I’ve started On The Road multiple times in the last few years, never getting Sal much farther than Des Moines in the beginning chapters. For some reason, the book never grabbed me then, and it certainly didn’t grab me now. It took me several weeks to finish this, usually because I’d get bored after a chapter or two.

Quick overview: the book is about Sal Paradise and Dean Moriarty; their friendship and adventures as they travel across America several times and a trip down to Mexico in the late ’40s.

So why did I find myself slogging through this book? I’d attribute it mainly to writing style and characters. First off, this was written in the ’50s, before authors were forced by public demand to write books that kept them turning pages. So this is less a slight towards Kerouac’s style, and more just a recognition that it wasn’t for me. Even the more ethereal stuff, the jazz club scenes or the bordello scene at the end, it’s just felt too foggy for me to really grab on to. Maybe it was a good description of drug use and the general feelings of short-lived euphoria that accompany the lifestyle of the protagonists but I found myself struggling to live in this world.

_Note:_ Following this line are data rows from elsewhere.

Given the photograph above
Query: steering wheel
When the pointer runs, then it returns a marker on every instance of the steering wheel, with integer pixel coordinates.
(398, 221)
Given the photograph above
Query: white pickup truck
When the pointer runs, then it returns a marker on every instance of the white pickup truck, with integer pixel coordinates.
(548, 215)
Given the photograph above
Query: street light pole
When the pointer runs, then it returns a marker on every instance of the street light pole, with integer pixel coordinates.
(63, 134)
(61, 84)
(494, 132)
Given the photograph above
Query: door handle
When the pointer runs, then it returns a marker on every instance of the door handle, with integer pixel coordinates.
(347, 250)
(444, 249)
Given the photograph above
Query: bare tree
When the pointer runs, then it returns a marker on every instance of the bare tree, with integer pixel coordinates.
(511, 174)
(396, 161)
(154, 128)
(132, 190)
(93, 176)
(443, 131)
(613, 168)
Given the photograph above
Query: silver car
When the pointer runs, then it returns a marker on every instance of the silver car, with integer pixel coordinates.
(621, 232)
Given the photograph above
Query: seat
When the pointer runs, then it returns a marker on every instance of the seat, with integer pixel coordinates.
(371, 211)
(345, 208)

Aside from that, I just didn’t like Sal, much less Dean. Sal was fine until he betrays himself to be a spineless-ish man who is constantly overpowered by the presence and person of Dean Moriarty. And Dean himself. I haven’t been this annoyed by a character since Holden Caulfield. Dean is reckless, unfaithful, selfish, bordering on ADHD. He’s exactly the kind of person I would not want to be friends with in real life. He floats along the whole book, never taking responsibility for any of his actions, never concerned about the welfare of those around him or the consequences of any of his decisions, nor the repercussions of those decisions on those close to him. He’s the textbook hedonist, always looking for it, for the thing that will make him happy or feel alive.

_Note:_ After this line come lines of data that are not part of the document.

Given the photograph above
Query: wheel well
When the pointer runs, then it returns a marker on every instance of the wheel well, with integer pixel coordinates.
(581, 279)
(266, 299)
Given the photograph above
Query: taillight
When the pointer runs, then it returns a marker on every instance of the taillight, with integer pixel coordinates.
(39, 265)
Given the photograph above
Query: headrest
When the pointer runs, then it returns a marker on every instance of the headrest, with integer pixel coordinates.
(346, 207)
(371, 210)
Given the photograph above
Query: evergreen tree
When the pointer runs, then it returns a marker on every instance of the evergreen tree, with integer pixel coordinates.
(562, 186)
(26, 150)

I have a strong hunch that my negative reaction to this book is by and large contextual. It truly could be the perfect picture of post-WWII disillusionment for 20-somethings. The problem is that I couldn’t make myself care about that as I was reading. From my perspective, these characters were bums, deadbeats. Couldn’t commit, couldn’t stay in one place, couldn’t choose a less glamorous life path even if it meant some semblance of security and safety.

Am I the grumpy middle-aged father in every teen-based story? Am I Red Foreman, or the dancing-hating dad from Footloose? I feel like my thoughts on this book were very white-collar, all-work-and-no-play, dreams-get-you-nowhere, Korean War-vet type of thoughts. I honestly couldn’t help it as I read.

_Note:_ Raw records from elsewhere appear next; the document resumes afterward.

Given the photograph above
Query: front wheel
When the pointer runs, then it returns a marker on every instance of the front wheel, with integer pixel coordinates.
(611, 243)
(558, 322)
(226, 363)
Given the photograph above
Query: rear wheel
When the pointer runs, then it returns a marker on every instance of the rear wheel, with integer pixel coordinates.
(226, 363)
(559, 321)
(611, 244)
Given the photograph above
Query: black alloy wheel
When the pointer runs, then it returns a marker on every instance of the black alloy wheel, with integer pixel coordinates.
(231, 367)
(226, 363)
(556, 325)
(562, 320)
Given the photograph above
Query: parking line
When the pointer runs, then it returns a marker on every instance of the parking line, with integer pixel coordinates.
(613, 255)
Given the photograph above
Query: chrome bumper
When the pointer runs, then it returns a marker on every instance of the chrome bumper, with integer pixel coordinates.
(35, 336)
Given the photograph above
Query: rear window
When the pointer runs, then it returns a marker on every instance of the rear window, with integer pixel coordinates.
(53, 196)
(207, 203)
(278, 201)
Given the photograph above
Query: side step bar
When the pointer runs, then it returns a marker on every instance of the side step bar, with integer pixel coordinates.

This is the same thing I ran into a few months back when I read Catcher In The Rye. For me, it was contextual. Had I read it in high school, I’m sure I would’ve deeply identified with Holden Caulfield (or Sal and Dean, had I read On The Road in my angsty college years). Reading Holden now is like having to listen to an insufferable teenager whine about why his life is unfair and everybody’s out to get him. Subsequently, reading Dean now is watching people of my current age eschewing smart decisions for a live-fast-die-young sort of lifestyle. Dean’s choices aren’t sustainable, and if they are, they lead to a pretty miserable life, which is where he ended up, multiple wives, kids from all over, no prospects and no future.

Am I just completely off base here? If you’ve read On The Road and it was life-altering for you, tell me why. I feel like I missed something. Or maybe I didn’t and the whole point is that life is sad and the quest for happiness is futile. Either way, not my favorite book.